Tarih: 13.03.2023 11:02
Gizemini koruyan tarihi yer altı kaçış tünellerinin turizme kazandırılması talebi
Selçuk Üniversitesi (SÜ) Edebiyat Fakültesi Tarih Bölümü Öğretim Üyesi Prof. Dr. Hüseyin Muşmal, Beyşehir’de bulunan ve günümüzde hala gizemini koruyan tarihi yer altı kaçış tünellerinin temizlenip havalandırılarak ışıklandırıldıktan sonra turizme kazandırılmasını beklediklerini söyledi.

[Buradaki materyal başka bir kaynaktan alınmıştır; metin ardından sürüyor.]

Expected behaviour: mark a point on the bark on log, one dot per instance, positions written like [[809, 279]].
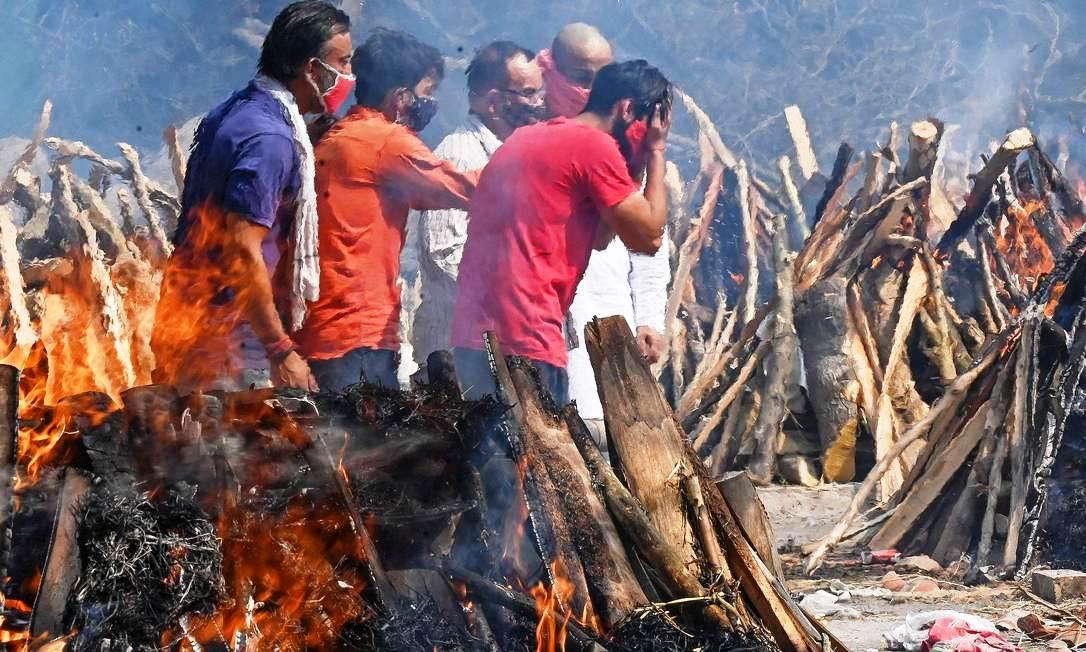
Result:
[[923, 149], [647, 441], [831, 380], [734, 389], [553, 534], [653, 544], [609, 578], [689, 254], [750, 514], [802, 140], [62, 564], [946, 463], [1021, 424], [1017, 141], [836, 182], [962, 522], [799, 228], [781, 362], [749, 296], [950, 401]]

Prof. Dr. Muşmal, ilçe merkezinde tarihi Eşrefoğlu Camisi külliyesini de sınırları içerisinde barındıran İçerişehir Mahallesindeki yer altı tünellerinin gerekli çalışmalar yapıldıktan sonra ziyaretçilere açılmasının Beyşehir turizmine çok ciddi katkılar sağlayacağını belirterek, “Türkiye’de böyle tünellerin örnekleri çok azdır. Bu tüneller bir hayat ve yaşam tüneli gibidir. Bu tüneller niçin düşünüldü, insanlar o tarihlerde uzun süren kuşatmalar altında nasıl hayatta kalıyorlardı. 13. yüzyılda bunu düşünen bir ecdadımız var. Ecdadımızın bu yapıları nasıl kullandığını düşünmek ve anlamak açısından bu tünellerin temizlenerek, ışıklandırılarak, havalandırma delikleri kurularak turizme kazandırılması ve ziyarete açılması çok önemlidir. İlçemizde böyle bir beklenti de bulunmaktadır. Böylece ülkemiz, Konyamız ve Beyşehirimiz çok önemli bir turizm alanı kazanmış olacaktır” şeklinde konuştu.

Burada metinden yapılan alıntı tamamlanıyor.